As discussed above, we believe that the flaw in our project resulted from our data. Because of this, we feel that there are numerous areas for future study that could help us create a useful model to solve our problem.

Originally, we had wanted to include data with the different scores by quarter in order to add more variability to the games. However, we were unable to find a data set that included this data. Because of this, we decided to exclude this from our dataset because we knew collecting this data would be extremely time consuming. In the future, it may be beneficial to spend the time to collect this data.

Another form of data we felt might be interesting would be to look at more dynamic variables, such as how teams performed against one another historically, or what is considered as a rivalry game or not. Although it may seem that this data may not have an impact on the outcome of a game, many teams tend to “choke” or perform worse when they are playing against a rival or a team that they have lost to numerous times in the past.

Furthermore, the only dimensionality reduction process that we attempted was PCA. In the future, it may be beneficial to run other similar processes, maybe variable selection processes such as Lasso or Elastic Net in order to possibly limit the collinearity.
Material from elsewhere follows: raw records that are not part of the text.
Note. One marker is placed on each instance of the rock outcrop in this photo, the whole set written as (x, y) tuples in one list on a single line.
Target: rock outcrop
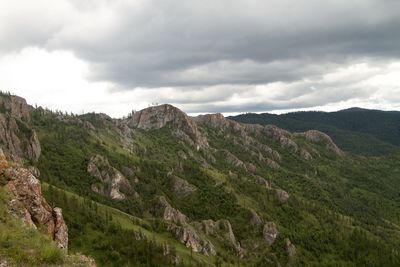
[(282, 195), (158, 117), (28, 203), (164, 210), (321, 138), (180, 228), (290, 250), (17, 139), (270, 232), (112, 183), (189, 237), (15, 106), (182, 188), (222, 230)]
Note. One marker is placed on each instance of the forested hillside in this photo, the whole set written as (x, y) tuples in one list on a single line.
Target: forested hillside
[(361, 131), (160, 188)]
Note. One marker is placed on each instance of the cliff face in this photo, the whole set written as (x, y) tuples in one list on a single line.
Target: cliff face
[(28, 203), (17, 139), (157, 117), (112, 182)]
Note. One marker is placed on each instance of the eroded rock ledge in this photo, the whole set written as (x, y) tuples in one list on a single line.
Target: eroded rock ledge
[(28, 203)]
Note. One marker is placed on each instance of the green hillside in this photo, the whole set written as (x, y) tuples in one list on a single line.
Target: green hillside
[(159, 188), (361, 131)]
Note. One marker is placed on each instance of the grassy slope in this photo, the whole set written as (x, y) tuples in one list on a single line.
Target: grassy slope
[(334, 215), (366, 132)]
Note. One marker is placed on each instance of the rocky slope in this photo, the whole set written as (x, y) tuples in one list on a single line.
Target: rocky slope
[(17, 139), (210, 190), (28, 203), (112, 182)]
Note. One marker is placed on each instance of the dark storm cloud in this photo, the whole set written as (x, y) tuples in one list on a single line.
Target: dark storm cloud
[(170, 43), (225, 56)]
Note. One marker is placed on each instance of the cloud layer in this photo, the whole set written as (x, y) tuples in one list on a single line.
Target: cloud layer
[(204, 56)]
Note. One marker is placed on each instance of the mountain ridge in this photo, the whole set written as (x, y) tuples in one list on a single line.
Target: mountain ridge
[(219, 191)]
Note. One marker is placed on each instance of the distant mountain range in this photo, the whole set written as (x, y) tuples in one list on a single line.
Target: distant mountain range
[(355, 130), (161, 188)]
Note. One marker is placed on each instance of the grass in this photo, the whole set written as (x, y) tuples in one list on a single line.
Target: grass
[(23, 246)]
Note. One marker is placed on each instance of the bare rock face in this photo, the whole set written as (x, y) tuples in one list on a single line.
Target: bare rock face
[(181, 229), (290, 250), (322, 138), (243, 131), (17, 140), (262, 181), (167, 212), (188, 236), (28, 204), (222, 229), (112, 181), (233, 160), (16, 106), (282, 195), (255, 219), (283, 136), (159, 116), (182, 188), (270, 232)]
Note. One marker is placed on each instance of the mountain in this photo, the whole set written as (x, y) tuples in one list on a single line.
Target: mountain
[(356, 130), (161, 188)]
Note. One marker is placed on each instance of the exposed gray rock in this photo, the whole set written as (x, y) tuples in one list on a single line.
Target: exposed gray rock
[(182, 188), (221, 229), (290, 250), (270, 232), (112, 182), (262, 181), (188, 236), (305, 154), (167, 212), (322, 138), (28, 204), (272, 164), (159, 116), (255, 219), (18, 141), (16, 106), (282, 195)]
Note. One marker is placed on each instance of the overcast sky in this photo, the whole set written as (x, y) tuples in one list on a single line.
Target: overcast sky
[(228, 56)]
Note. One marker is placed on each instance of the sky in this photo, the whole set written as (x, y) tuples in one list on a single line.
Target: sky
[(203, 56)]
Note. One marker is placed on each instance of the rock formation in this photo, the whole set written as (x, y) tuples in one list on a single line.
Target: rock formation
[(182, 188), (322, 138), (290, 250), (159, 116), (17, 139), (270, 232), (181, 229), (222, 229), (28, 203), (112, 182), (282, 195)]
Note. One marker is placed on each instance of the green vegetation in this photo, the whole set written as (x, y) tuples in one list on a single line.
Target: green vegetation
[(23, 246), (360, 131), (342, 211)]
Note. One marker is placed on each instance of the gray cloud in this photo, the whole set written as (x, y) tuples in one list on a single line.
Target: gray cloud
[(211, 51)]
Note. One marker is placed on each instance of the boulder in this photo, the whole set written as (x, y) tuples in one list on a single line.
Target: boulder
[(112, 182), (321, 138), (282, 195), (182, 188), (28, 204), (158, 117), (290, 250), (270, 232)]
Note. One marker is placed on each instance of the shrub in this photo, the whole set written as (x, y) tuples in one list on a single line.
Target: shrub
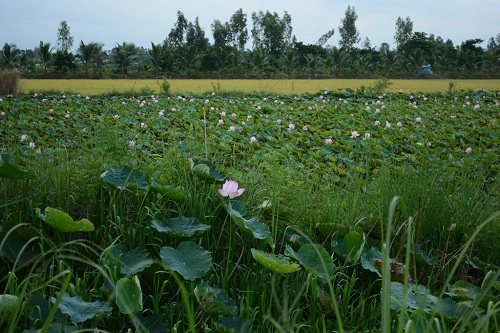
[(165, 86), (9, 82)]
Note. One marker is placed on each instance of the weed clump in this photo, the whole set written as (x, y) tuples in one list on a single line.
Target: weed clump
[(9, 82)]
And finally, though we attempted to obtain data from as far back in time as we could, we were unable to do so as different public data sources started their data collection from a variety of different years. Due to this, we had several holes in different aspects of our data for the very early years and decided to omit them from our dataset due to time constraints. In the future, for more data on game history, it would be helpful to take the time to fill in the gaps in the earlier years.